Reputation: 93
Using XML package in R, I thought of extracting a table with the below mentioned query,
url <- "https://in.finance.yahoo.com/intlindices?e=americas"
America <- readHTMLTable(url, which=1, header=TRUE, stringsAsFactors=FALSE)
when I executed the above mentioned query, I got the output as,
**Error in (function (classes, fdef, mtable) :
unable to find an inherited method for function ‘readHTMLTable’ for signature ‘"NULL"’
In addition: Warning message:
XML content does not seem to be XML: 'https://in.finance.yahoo.com/intlindices?e=americas'**
when I parse the url, I got the below error,
**Warning message: XML content does not seem to be XML: **
Therefore, kindly help me to know as whether i am not using the right package or my way of doing coding is wrong.
Upvotes: 0
Views: 286
Reputation: 59345
Try this:
library(httr)
library(XML)
doc <- content(GET(url), type="text/html")
readHTMLTable(doc["//div[@id='yfitp']"][[1]])
# V1 V2 V3 V4 V5
# 1 ^MERV MerVal 10,887.94 12 Sep 1:30am 181.54 (1.64%) Components, Chart, More
# 2 ^BVSP Bovespa 46,400.50 12 Sep 1:47am 103.49 (0.22%) Components, Chart, More
# 3 ^GSPTSE S&P TSX Composite 13,461.47 12 Sep 1:50am 108.42 (0.80%) Chart, More
# 4 ^MXX IPC 42,780.73 12 Sep 1:36am 107.78 (0.25%) Components, Chart, More
# 5 ^GSPC 500 Index 1,961.05 12 Sep 2:02am 8.76 (0.45%) Chart, More
Edit: Clarification based on comment below.
The term doc["//div[@id='yfitp']"]
is equivalent to getNodeSet(doc, "//div[@id='yfitp']")
and returns a list of the nodes in doc
which satisfy the specified xPath filter.
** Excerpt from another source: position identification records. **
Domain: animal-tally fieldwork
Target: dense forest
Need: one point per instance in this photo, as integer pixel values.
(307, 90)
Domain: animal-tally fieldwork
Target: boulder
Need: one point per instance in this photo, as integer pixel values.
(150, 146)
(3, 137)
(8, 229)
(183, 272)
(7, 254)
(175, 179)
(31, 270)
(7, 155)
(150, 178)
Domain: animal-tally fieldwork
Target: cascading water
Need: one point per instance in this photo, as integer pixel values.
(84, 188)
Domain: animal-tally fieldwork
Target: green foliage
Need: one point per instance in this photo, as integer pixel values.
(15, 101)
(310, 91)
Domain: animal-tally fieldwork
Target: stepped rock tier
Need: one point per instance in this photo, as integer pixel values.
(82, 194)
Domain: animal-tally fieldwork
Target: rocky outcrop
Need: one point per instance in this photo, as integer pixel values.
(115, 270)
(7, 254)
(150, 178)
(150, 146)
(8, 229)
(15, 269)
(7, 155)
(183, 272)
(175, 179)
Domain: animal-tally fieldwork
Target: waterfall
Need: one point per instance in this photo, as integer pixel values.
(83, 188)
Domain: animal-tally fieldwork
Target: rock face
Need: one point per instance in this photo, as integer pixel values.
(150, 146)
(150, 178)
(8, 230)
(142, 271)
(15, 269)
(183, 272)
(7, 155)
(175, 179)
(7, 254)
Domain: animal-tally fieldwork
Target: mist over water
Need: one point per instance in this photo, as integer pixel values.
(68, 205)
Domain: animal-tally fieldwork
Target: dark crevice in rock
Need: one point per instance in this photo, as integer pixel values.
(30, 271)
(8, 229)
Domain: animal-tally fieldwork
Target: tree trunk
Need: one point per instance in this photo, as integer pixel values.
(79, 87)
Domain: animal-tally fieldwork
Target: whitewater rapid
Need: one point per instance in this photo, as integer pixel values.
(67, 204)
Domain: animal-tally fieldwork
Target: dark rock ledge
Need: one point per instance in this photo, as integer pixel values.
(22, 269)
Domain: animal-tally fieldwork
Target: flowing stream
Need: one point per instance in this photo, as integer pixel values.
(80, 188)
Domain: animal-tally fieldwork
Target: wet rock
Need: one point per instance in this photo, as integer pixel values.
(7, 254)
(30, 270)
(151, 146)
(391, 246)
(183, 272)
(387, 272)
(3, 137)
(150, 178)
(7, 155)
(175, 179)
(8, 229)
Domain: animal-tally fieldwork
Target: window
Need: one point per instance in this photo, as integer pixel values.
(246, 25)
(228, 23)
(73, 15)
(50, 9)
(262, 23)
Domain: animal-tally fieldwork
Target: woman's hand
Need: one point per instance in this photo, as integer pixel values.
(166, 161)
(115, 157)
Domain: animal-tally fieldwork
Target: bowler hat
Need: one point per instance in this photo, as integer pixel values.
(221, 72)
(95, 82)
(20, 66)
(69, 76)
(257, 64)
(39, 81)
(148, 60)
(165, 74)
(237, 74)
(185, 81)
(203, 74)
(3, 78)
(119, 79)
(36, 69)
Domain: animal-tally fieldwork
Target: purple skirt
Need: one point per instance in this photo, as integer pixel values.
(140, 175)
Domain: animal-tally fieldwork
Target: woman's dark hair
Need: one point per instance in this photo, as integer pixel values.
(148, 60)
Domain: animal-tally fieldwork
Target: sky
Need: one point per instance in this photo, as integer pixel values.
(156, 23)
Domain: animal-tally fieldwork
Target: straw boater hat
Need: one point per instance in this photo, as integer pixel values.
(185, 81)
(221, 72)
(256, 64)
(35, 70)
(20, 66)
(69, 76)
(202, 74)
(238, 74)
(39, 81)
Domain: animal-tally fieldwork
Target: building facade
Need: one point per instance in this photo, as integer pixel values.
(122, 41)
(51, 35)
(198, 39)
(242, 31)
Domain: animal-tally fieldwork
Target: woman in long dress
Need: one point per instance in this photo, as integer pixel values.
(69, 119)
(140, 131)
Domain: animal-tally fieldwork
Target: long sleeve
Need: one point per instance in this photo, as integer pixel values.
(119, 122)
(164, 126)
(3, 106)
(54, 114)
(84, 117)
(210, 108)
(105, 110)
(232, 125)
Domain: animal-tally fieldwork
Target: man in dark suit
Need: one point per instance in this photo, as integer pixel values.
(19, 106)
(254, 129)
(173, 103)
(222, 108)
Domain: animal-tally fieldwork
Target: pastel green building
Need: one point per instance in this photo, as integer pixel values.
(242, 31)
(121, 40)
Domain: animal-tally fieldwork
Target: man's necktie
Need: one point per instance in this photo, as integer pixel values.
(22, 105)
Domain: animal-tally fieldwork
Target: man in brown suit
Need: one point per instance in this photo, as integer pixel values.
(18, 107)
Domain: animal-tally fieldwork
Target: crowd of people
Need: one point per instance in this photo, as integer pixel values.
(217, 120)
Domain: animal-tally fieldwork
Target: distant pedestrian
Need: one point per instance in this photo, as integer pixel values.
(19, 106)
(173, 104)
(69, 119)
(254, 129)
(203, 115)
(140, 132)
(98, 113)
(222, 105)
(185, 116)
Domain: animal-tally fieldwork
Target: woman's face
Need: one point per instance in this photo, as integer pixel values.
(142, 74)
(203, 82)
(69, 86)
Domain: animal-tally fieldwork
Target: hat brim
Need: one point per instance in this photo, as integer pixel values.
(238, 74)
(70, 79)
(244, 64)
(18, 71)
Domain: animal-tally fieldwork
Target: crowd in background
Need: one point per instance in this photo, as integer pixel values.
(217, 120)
Since this is a nodeSet, but readHTMLTable(...)
requires a node, we grab the first node in the nodeset (also the only node, in this case).
If the question is how to determine the xPath string, I just examined the DOM of the page in Firefox and it was clear that the relevant table was a child node of the div element, as:
<div id=yfitp>
<table>
...
</table>
</div>
Upvotes: 1